While we live in a visually oriented world, our brains are fundamentally wired for sound, she argues. Reading, for example, is a relatively new phenomenon in human history, while listening keenly for a sound, say a predator, is a primal impulse deeply embedded in the brain. Put simply, what we hear shapes who we are.

“Music really is the jackpot,” as Kraus, author of “Of Sound Mind,” puts it. She has conducted extensive research showing that music education helps boost test scores for low-income children. 

Music also helps us manage stress.
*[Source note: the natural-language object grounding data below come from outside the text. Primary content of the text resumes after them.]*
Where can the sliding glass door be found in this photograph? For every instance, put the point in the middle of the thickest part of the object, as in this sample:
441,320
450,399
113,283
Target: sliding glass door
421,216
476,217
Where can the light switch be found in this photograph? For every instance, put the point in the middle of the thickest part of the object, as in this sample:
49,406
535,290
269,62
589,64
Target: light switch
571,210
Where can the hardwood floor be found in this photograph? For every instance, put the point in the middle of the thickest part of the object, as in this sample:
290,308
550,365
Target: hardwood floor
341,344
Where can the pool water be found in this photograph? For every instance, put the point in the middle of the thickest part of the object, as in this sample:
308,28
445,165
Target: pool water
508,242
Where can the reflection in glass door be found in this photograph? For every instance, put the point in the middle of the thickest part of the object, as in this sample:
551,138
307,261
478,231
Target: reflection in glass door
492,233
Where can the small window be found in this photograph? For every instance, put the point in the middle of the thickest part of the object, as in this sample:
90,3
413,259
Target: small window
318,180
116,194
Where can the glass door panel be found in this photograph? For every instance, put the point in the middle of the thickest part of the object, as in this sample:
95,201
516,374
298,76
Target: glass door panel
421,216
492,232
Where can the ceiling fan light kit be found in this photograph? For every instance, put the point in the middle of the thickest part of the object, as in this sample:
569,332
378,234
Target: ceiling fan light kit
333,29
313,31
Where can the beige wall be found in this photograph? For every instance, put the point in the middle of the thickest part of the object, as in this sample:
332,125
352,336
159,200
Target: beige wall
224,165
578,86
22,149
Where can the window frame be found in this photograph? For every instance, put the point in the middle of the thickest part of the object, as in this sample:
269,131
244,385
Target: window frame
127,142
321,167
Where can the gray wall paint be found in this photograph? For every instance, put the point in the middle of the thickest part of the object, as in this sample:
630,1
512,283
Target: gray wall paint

Perhaps that’s one reason that offering more music and arts classes is also associated with lower chronic absenteeism rates and higher attendance, research suggests. Think of music education as lifting weights with your brain. It makes the whole apparatus stronger and healthier.

“Music is therapeutic because it helps us to regulate our emotions,” said Richter, who adds that a culturally relevant music curriculum can help engage a diverse student body. “It helps us to lower our cortisol levels. It helps promote relaxation. It helps us with focus and concentration. It also helps us with connection. Now more than ever, we know how important connection is, especially among our youth.”

In the post-pandemic era, these insights may well fuel the uptake of music classes in a state struggling with low test scores, but the implications for brain health actually go far beyond academic prowess and social-emotional well-being in childhood. 

Indeed, early musical experiences may impart a lifelong neuroplasticity, Kraus has documented. Studies suggest that a 65-year-old musician has the neural activity of a 25-year-old non-musician. A 65-year-old who played music as a child but hasn’t touched an instrument in ages still has neural responses faster than a peer who never played music, although slower than those of a die-hard musician. 

“What I would say to everyone who thinks about picking up an instrument: It’s never too late,” said Richter. “Even just practicing scales can help with cell regeneration. So I encourage adults to continue to learn music along the way, whether that’s picking up an instrument or listening to music, it’s always really important for brain development.” 

Music pricks up our hearts and minds, as well as our ears. Children must persevere to master a piece of music and collaborate to perform it in the spotlight. They must learn focus, patience and grace under pressure. That kind of electrifying shared experience, working as a community, is something new to many of them, experts say. 

“When music is more regularly incorporated as part of children’s everyday lives,” said Conti, “it can move the needle in their learning and development more effectively across many different parts of their lives: socially, emotionally, musically and academically.”

It’s the intangible effects of music education, the elements that can’t be reduced to data points and parameters, that strike Kraus as the most profound. Music builds a feeling of joy, a sense of belonging between musicians, and their listeners, that little else in our age of digital background noise can. 

“Music connects us, and it connects us in a way that hardly anything I know does, so it’s very, very important,” said Kraus. “We live in a very disconnected world. Depression, anxiety, alienation, the inability to focus, all of that is on the rise. Intolerance is on the rise. Music is a way to bring us together.”